Speaking alongside several other members of the cast and crew at a roundtable event last Saturday, Marling said she hoped the screenplay would defy the narrative snores of neat categorization.

“People consume so much television now; they binge watch” Marling said, noting a recent weekend lost to Downton Abbey. “We were trying to write something as a sort of Venn diagram of a love story and an espionage thriller. We try to stay ahead of our audience.”

They seem to have succeeded. By its conclusion, it is still unclear if “The East” is love story or an espionage thriller and if it should end with a shakedown or a kiss.

“The East” also possesses a daring duplicity and duality — an inversion of the status quo– which makes it both interesting and refreshing to watch.

Marling and director Zal Batmanglij play with the paradoxes of a world where college does not enlighten but rather disillusions, where drugs kill, garbage keeps people alive and where women are not too soft, but too hard.

The members of the East are practicing freegans– they live off of the refuse of others. Thus, the grime of garbage sustains life while “life-saving” drugs make it so that people can no longer recognize their own faces in the mirror; they are a poison not a panacea.

In a similar upside-downing of the understood, Sarah starts out undercover within the anarchist collective, but, soon, she is undercover in her own life. When she comes home after her first task, her live-in boyfriend wakes up to find her sleeping curled on the floor. By the end of the movie, she pulls an apple out of the trash at the corporate headquarters of her firm, bites into it and proclaims through the spittle and crunch: “See, it’s good.”

In spite of writing her into existence, the complexity of Sarah made her character hard to locate for Marling.

She talks about the “Oh-shit” moment when she realized that she would be playing the part of Sarah.

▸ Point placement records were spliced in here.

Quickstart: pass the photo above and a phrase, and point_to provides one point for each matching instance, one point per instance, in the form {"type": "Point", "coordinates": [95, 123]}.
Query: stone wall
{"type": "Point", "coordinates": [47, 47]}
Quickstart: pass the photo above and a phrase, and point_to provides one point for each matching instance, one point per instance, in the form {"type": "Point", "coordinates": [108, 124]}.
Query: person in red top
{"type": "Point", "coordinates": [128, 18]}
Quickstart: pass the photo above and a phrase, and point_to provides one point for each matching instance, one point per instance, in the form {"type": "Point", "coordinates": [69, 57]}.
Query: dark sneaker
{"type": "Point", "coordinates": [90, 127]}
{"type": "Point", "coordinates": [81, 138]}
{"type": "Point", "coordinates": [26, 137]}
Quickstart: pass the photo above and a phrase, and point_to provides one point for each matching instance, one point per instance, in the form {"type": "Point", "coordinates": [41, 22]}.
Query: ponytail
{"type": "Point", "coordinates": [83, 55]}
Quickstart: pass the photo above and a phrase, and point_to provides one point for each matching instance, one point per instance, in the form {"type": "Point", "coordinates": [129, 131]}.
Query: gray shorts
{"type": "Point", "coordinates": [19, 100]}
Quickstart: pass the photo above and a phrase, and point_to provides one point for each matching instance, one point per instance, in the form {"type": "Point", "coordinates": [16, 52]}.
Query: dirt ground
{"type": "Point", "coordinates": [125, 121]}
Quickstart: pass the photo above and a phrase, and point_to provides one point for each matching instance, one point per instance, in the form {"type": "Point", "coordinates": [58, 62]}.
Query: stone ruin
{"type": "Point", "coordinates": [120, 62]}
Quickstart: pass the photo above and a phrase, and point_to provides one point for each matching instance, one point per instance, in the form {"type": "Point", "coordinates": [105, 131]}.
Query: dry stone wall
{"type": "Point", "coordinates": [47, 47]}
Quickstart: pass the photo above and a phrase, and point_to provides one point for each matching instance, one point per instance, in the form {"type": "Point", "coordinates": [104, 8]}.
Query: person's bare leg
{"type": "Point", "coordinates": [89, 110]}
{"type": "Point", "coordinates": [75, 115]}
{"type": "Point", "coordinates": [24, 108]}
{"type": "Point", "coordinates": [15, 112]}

“It’s really difficult to find a level of honesty with her,” Marling said. “There are so many layers of deceit.”

In “The East”, there are the layers viewers can see, like the layering of the romance on top of espionage thriller or the “layers of deceit” of duplicitous double agents.

But behind its visible layers are snippets of colors and conversations–layers of real-life experience.

For two months during the summer of 2009, Marling and co-writer Batmanglii joined an anarchist collective and practiced freeganism as part of a protest against consumerism.

“We learned to hop trains, we learned to sleep on rooftops,” she said as a piece of advice.

So whether “The East” is about spies or dumpsters, desire or deceit, its reality exists outside of the layers which constitute it.

To make a movie, one must first live it.